As we begin these forty days, I want you to look at the ashes you see on different people’s foreheads.  Not to compare how sloppy or artistic the person who traced them on you were.  But look deeper – Recognize how they mark each person as beloved, chosen, worthy of transformation. It’s a truth that bears repeating:  Every saint has a past, and every sinner has a future.   We have to see the dust not just as something lifeless that came from burnt branches we waved last Palm Sunday – but as stardust, breathed into life by the Creator of the universe.

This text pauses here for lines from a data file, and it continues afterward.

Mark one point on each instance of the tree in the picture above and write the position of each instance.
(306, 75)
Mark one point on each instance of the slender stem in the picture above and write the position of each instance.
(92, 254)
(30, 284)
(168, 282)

This Lent, let’s not just go through the motions. Let’s act like people wildly, passionately in love with God. Let’s pray as if He’s right here in the room (He is). Let’s fast as if every hunger pang is making space for grace (it is). Let’s give as if our resources are infinite (in Him, they are).

For in the end, Lent isn’t about what we give up. It’s about Who we’re walking toward. And He’s already running to meet us, arms open wide, ready to transform our dust into glory, our ordinary into extraordinary, our human love into divine love.

We gather here to renew ourselves with ancient truths, animated by eternal hope. Remember: you are dust. But you are God’s dust, and to Him you shall return.